I feel like there has to be a name for the fallacy here. If you looked at the cryptocurrency space, especially the blockchain builders, you'd likely find a lot of people who you'd be willing to accept are smarter than you working on it. Silvio Micali and Vitalik Buterin are 2 big names that come to mind (I don't hold/use algorand FWIW, but Silvio seems like one of the brightest minds in the field solely based on accomplishments).

1 comments

Sure, but equally there are plenty of smarter-than-me people who think it's all a giant scam, so I'm inclined to trust my instincts.
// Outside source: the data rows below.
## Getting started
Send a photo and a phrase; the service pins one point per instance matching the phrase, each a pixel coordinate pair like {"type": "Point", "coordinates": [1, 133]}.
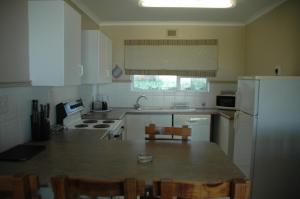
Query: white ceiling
{"type": "Point", "coordinates": [128, 11]}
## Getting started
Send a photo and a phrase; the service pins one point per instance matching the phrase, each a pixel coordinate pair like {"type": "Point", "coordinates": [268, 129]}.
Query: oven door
{"type": "Point", "coordinates": [117, 134]}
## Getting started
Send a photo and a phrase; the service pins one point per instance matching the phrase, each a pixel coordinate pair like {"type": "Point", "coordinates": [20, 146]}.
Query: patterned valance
{"type": "Point", "coordinates": [194, 58]}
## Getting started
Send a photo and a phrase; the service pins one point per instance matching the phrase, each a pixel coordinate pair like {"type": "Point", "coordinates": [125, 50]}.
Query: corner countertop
{"type": "Point", "coordinates": [85, 154]}
{"type": "Point", "coordinates": [119, 113]}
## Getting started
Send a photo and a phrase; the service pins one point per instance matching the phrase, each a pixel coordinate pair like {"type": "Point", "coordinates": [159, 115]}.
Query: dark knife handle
{"type": "Point", "coordinates": [47, 110]}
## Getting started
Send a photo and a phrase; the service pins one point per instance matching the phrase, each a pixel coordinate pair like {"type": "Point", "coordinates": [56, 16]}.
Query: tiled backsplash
{"type": "Point", "coordinates": [121, 95]}
{"type": "Point", "coordinates": [15, 108]}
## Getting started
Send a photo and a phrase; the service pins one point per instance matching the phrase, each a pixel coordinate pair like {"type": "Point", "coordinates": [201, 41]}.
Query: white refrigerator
{"type": "Point", "coordinates": [267, 135]}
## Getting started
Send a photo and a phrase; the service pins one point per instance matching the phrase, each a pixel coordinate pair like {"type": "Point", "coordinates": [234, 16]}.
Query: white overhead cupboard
{"type": "Point", "coordinates": [54, 44]}
{"type": "Point", "coordinates": [96, 57]}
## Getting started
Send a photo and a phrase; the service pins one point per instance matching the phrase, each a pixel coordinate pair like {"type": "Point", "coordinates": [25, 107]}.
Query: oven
{"type": "Point", "coordinates": [118, 132]}
{"type": "Point", "coordinates": [70, 117]}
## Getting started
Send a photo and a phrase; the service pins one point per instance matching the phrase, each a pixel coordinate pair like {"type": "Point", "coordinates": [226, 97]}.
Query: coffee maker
{"type": "Point", "coordinates": [100, 103]}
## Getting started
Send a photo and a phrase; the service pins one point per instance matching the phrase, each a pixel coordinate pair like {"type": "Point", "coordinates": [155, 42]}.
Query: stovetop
{"type": "Point", "coordinates": [92, 124]}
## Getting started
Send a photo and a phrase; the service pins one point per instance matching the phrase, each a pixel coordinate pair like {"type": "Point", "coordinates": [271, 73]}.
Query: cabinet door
{"type": "Point", "coordinates": [14, 43]}
{"type": "Point", "coordinates": [135, 124]}
{"type": "Point", "coordinates": [54, 43]}
{"type": "Point", "coordinates": [200, 125]}
{"type": "Point", "coordinates": [90, 56]}
{"type": "Point", "coordinates": [225, 135]}
{"type": "Point", "coordinates": [105, 59]}
{"type": "Point", "coordinates": [72, 37]}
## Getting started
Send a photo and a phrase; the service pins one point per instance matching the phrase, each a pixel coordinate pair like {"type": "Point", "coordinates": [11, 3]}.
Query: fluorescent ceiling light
{"type": "Point", "coordinates": [188, 3]}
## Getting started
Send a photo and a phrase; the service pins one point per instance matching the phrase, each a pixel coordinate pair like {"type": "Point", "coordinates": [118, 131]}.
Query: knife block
{"type": "Point", "coordinates": [40, 128]}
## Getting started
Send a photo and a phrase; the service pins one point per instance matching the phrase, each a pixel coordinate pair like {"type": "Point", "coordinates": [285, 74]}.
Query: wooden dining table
{"type": "Point", "coordinates": [84, 154]}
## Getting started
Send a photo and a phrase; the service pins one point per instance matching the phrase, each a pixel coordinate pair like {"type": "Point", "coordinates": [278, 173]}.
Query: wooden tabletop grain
{"type": "Point", "coordinates": [84, 154]}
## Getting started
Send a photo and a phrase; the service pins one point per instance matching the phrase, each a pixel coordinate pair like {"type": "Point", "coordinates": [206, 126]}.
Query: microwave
{"type": "Point", "coordinates": [225, 102]}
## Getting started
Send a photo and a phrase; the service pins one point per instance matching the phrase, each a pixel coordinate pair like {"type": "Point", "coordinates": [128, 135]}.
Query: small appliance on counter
{"type": "Point", "coordinates": [226, 100]}
{"type": "Point", "coordinates": [100, 104]}
{"type": "Point", "coordinates": [40, 124]}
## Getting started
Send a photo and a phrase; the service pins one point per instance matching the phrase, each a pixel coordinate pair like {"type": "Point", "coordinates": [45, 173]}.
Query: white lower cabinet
{"type": "Point", "coordinates": [135, 124]}
{"type": "Point", "coordinates": [199, 124]}
{"type": "Point", "coordinates": [224, 134]}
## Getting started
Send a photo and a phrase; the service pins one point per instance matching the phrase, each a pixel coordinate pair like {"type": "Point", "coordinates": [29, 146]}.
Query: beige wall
{"type": "Point", "coordinates": [86, 21]}
{"type": "Point", "coordinates": [231, 43]}
{"type": "Point", "coordinates": [274, 39]}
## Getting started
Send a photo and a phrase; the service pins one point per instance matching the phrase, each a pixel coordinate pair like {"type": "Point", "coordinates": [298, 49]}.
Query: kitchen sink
{"type": "Point", "coordinates": [164, 109]}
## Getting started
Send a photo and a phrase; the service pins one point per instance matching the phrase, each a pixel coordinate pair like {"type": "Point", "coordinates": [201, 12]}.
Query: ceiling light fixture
{"type": "Point", "coordinates": [188, 3]}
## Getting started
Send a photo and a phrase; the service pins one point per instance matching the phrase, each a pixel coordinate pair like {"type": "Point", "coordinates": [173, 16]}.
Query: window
{"type": "Point", "coordinates": [170, 83]}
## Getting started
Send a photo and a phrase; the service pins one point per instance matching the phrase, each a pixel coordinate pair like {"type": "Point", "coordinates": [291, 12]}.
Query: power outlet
{"type": "Point", "coordinates": [3, 104]}
{"type": "Point", "coordinates": [277, 70]}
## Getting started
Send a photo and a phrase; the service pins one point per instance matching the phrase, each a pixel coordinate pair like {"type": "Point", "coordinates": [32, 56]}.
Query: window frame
{"type": "Point", "coordinates": [177, 89]}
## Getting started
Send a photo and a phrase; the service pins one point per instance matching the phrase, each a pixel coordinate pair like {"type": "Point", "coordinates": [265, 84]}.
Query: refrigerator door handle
{"type": "Point", "coordinates": [235, 121]}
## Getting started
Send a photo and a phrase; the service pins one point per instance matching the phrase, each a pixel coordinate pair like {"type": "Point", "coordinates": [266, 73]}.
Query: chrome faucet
{"type": "Point", "coordinates": [137, 104]}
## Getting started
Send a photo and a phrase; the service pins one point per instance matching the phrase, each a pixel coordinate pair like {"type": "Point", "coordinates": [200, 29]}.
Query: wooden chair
{"type": "Point", "coordinates": [152, 131]}
{"type": "Point", "coordinates": [167, 189]}
{"type": "Point", "coordinates": [69, 187]}
{"type": "Point", "coordinates": [19, 187]}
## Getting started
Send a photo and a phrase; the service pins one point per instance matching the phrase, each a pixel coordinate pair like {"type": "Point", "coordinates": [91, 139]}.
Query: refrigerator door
{"type": "Point", "coordinates": [244, 129]}
{"type": "Point", "coordinates": [247, 96]}
{"type": "Point", "coordinates": [277, 150]}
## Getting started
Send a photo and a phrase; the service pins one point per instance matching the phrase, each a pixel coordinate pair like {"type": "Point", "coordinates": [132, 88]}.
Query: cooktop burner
{"type": "Point", "coordinates": [90, 121]}
{"type": "Point", "coordinates": [108, 121]}
{"type": "Point", "coordinates": [81, 125]}
{"type": "Point", "coordinates": [101, 126]}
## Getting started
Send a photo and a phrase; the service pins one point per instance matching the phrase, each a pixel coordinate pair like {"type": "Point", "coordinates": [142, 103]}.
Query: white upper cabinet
{"type": "Point", "coordinates": [96, 57]}
{"type": "Point", "coordinates": [54, 44]}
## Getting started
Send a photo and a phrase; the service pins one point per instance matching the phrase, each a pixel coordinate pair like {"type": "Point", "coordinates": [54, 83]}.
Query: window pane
{"type": "Point", "coordinates": [154, 82]}
{"type": "Point", "coordinates": [193, 84]}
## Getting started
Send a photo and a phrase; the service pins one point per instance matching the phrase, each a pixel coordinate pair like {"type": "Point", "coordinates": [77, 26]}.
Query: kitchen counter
{"type": "Point", "coordinates": [119, 113]}
{"type": "Point", "coordinates": [85, 154]}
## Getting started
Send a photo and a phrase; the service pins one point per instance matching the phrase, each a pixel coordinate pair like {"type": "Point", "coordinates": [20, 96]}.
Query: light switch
{"type": "Point", "coordinates": [3, 104]}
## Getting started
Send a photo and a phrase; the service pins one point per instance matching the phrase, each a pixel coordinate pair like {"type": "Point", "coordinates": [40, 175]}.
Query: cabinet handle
{"type": "Point", "coordinates": [236, 116]}
{"type": "Point", "coordinates": [81, 70]}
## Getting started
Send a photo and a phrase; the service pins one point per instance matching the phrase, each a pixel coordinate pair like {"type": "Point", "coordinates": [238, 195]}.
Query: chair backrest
{"type": "Point", "coordinates": [19, 186]}
{"type": "Point", "coordinates": [69, 187]}
{"type": "Point", "coordinates": [167, 189]}
{"type": "Point", "coordinates": [153, 131]}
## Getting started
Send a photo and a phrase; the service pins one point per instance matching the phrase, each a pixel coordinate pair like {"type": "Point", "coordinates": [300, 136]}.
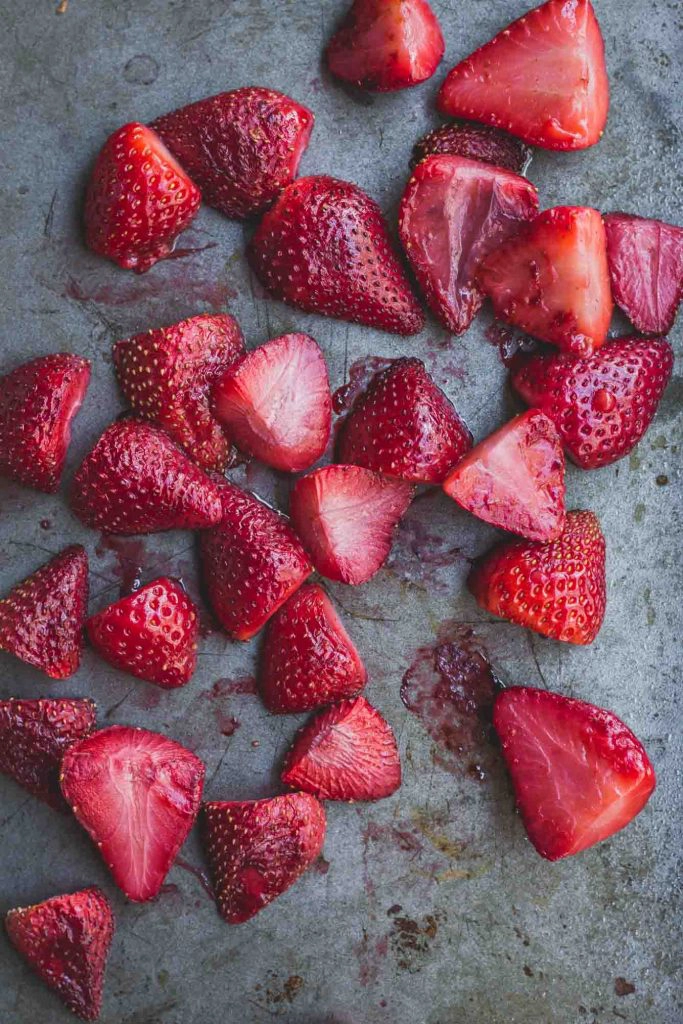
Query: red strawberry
{"type": "Point", "coordinates": [515, 478]}
{"type": "Point", "coordinates": [308, 657]}
{"type": "Point", "coordinates": [556, 589]}
{"type": "Point", "coordinates": [38, 402]}
{"type": "Point", "coordinates": [579, 773]}
{"type": "Point", "coordinates": [136, 480]}
{"type": "Point", "coordinates": [41, 620]}
{"type": "Point", "coordinates": [66, 940]}
{"type": "Point", "coordinates": [138, 200]}
{"type": "Point", "coordinates": [258, 848]}
{"type": "Point", "coordinates": [252, 561]}
{"type": "Point", "coordinates": [346, 516]}
{"type": "Point", "coordinates": [346, 752]}
{"type": "Point", "coordinates": [386, 44]}
{"type": "Point", "coordinates": [454, 213]}
{"type": "Point", "coordinates": [136, 794]}
{"type": "Point", "coordinates": [275, 402]}
{"type": "Point", "coordinates": [167, 374]}
{"type": "Point", "coordinates": [34, 735]}
{"type": "Point", "coordinates": [403, 425]}
{"type": "Point", "coordinates": [551, 279]}
{"type": "Point", "coordinates": [646, 269]}
{"type": "Point", "coordinates": [324, 248]}
{"type": "Point", "coordinates": [601, 403]}
{"type": "Point", "coordinates": [543, 79]}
After all, just because they're smarter than me doesn't mean they aren't trying to scam me or haven't got caught up in some bullshit fantasy.

Besides, if the technology is actually valuable in some way I cannot yet perceive but that will become obvious over time, then I can just wait until it becomes ubiquitous and reap the benefits without risking anything.

Absolutely, and the tokens don't need to have multi-trillion dollar market caps for this to happen either.

The tokenization of everything is a mixed bag. On one hand it leads to perverse incentives that result in an incredibly low signal-to-noise ration. On the other hand it enables types of consensus that don't exist when there's not a penalty for misbehaviour (specifically for proof-of-stake and staking, the token makes it possible to reward network participants, while making the cost of attacking the network higher than the market cap of the network).